Photo of three track alternative master during playback at Battery Studios

So when Mobile Fidelity says it has used "the original master tapes" giving credit to "Remix engineer Mark Wilder", we know, despite the "message board" rumor mongers, that this was sourced from analog tape and not from digital.

We do know though that in the process of doing the first transfer from three track to two for Sony's 1992 gold CD, Wilder discovered a tape speed discrepancy produced by the main recorder's having run 1.25% slow during the original recording session for some of the songs, which produced a final original LP that played back side one faster than was accurate.

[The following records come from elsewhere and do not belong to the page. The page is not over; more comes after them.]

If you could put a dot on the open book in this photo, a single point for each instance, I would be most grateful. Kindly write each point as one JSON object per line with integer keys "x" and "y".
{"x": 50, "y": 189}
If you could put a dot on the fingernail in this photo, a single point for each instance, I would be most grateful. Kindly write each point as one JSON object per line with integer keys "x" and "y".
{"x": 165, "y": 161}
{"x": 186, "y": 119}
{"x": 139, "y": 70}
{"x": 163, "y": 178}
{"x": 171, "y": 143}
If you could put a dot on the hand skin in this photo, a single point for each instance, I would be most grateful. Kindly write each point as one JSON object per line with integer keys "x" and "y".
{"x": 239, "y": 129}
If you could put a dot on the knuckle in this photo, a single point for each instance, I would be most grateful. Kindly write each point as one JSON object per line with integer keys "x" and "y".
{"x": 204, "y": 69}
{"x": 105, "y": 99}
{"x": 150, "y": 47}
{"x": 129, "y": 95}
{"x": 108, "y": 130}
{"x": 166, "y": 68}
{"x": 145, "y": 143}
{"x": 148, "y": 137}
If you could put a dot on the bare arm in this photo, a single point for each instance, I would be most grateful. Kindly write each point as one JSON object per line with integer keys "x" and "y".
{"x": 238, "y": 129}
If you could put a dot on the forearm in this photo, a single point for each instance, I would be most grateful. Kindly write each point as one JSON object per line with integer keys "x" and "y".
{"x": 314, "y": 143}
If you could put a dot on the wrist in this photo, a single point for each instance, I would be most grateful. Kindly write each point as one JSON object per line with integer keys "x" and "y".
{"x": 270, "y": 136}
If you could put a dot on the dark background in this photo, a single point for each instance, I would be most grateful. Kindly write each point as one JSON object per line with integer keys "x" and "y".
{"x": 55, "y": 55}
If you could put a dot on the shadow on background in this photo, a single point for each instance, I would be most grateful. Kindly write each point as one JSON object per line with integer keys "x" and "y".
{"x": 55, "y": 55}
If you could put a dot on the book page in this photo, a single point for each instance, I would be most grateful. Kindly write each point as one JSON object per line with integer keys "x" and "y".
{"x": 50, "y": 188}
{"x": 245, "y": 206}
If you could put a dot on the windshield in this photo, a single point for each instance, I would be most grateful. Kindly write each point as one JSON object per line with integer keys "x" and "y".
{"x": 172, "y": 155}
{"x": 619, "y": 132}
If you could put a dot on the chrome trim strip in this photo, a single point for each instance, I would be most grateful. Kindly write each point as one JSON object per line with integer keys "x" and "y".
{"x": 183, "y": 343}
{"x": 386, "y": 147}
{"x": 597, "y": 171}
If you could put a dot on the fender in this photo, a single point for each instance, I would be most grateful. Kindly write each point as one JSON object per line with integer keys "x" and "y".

The second back-up machine ran at the correct speed so Wilder used those back up tapes for all subsequent transfers, thus producing the correct pitch throughout, though the result was not "accurate" to the original pressing.

For more about all of this read former Stereophile writer John Marks' encounter at Battery Studios with the three track master tape here.

And be sure to read the review of the recent mono mixdown from the three-track tape produced for a Record Store Day reissue, because both the main and back up mono master tapes disappeared at some point from Columbia's tape vault.

But back to our regularly scheduled Kind of Blue reissue review! In 1997 Sony was still being generous with its master tapes and so Classic Records was able to get for Bernie Grundman one of the two three track master tapes—probably the original that had run slow during the recording session on some tracks. Either that, or Bernie purposely sped up those tracks to produce an 'alternative' disc that ran at the original pressing's elevated speed, along with a second disc that ran at the corrected speed.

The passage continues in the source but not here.